"What are you reading from?" I asked.
"I am reading from the report which Richet made to the Annals of Psychical Science. He goes on to say: 'It appears to me that this experiment is decisive, for the formation of a luminous spot on the ground, which then changes into a living and walking being, cannot seemingly be produced by any trick. On the day after this experiment I minutely examined the flagstones [which made up the floor of the séance room], and also the coach-house and stable immediately under that part of the kiosque.' There was no trap-door, and the cobwebs on the roof of the stable were undisturbed. The photographs of the apparition were taken on five different plates simultaneously, and the figure is the same on each."
"Yes; but those experiments were afterward made of no value by the confession of a coachman, who admitted his complicity in the fraud."
"No; that story is not true. The experiments stand, and Richet still defends both himself and the circle against the charge of fraud."
"But read on," I insisted. "Does he not say that, in spite of all his proof, he will not even hazard an affirmation of the phenomena?"
"Yes, he does say that," admitted Fowler; "but he also says: 'I have thought it my duty to mention these facts in the same way as Sir William Crookes thought it his duty in more difficult times to report the history of "Katie King." I do not believe I have been deceived. I am convinced that I have been present at realities, not deceptions. Certainly I cannot say in what materialization consists. I am only ready to maintain that there is something profoundly mysterious in it, which will change from top to bottom our ideas on nature and on life.'"

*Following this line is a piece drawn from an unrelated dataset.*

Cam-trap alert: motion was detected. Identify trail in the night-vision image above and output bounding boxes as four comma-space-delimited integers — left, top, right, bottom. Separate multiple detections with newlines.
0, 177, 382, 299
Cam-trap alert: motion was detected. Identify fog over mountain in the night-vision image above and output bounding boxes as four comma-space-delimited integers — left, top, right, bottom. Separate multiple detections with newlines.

"He apparently was profoundly affected by what he saw," I assented, "and I am perfectly willing to grant that the character of his friends in the circle add value to what he saw. But, after all, the fact of materialization is so tremendous in its implications that even to admit its possibility is to admit more than any man of our day, who has been trained in scientific ways, is willing to be answerable for. However, the most extraordinary story I have ever read is that of Archdeacon Colley, Rector of Stockton, Warwickshire, who declared in a public lecture—and many times since, over his signature—that he saw the miraculous issue of phantoms born directly from the side of a psychic. He declares he saw a winsome little girl emerge—a laughing, golden-haired creature, as alive as any one. I confess that this is too much for me, and yet if a Spanish soldier can be born from a spot of light, anything at all that anybody may imagine can happen.—But let us return to our own psychics."
We found Mrs. Smiley sitting precisely as we left her, and, picking up our thread, Fowler and I located the table and the cone and reassumed our positions. The table, which was quite out of reach of Mrs. Smiley's hands, now stood with its end toward the three of us, sitting in a crescent shape opposite the psychic—a position which produced, so the guides said, one pole of a battery.

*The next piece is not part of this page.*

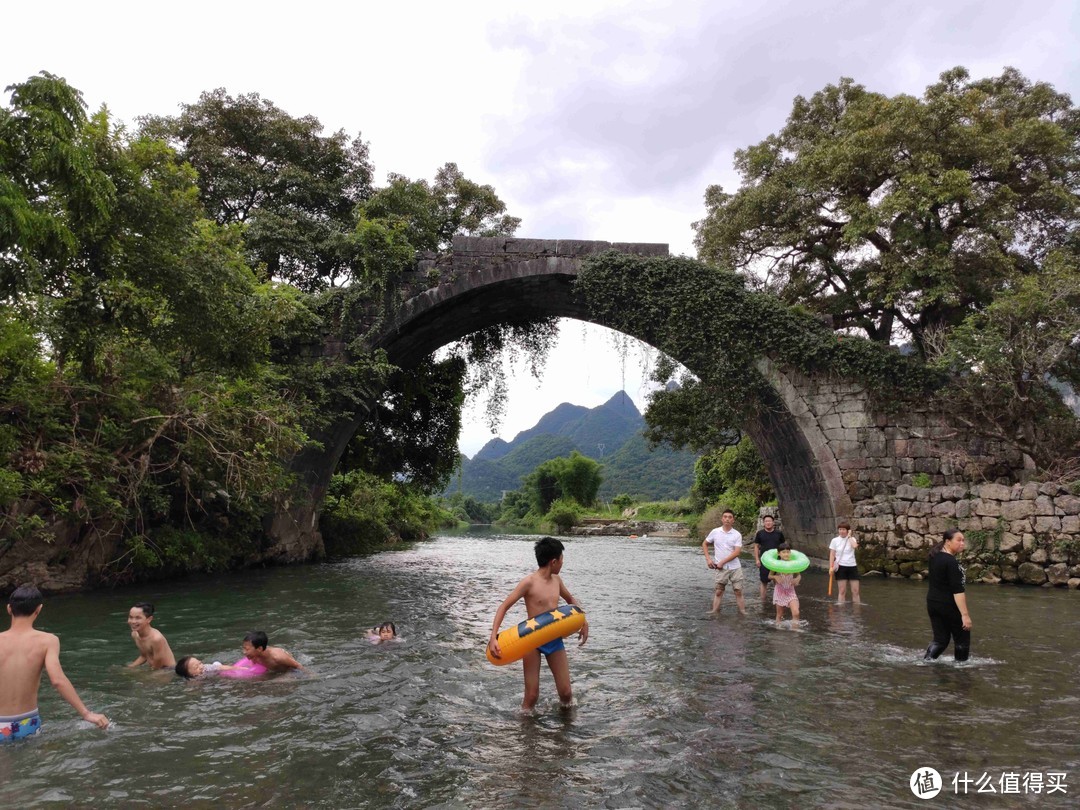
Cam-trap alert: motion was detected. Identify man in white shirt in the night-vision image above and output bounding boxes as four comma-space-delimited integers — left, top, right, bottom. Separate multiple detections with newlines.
701, 509, 746, 616
828, 523, 862, 605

Hardly were we seated in our places when the psychic suddenly awoke and spoke in her natural voice, and I for one felt that the sitting was over. I was perfectly certain that nothing could happen out of the ordinary unless the medium were in either one or the other of her states of trance.
I was now both amazed and delighted to find that the cone could be drummed upon and voices delivered through it while Mrs. Smiley, mentally normal, took part in the conversation. My theories were upset. I was completely mystified, though I said nothing of this to Fowler.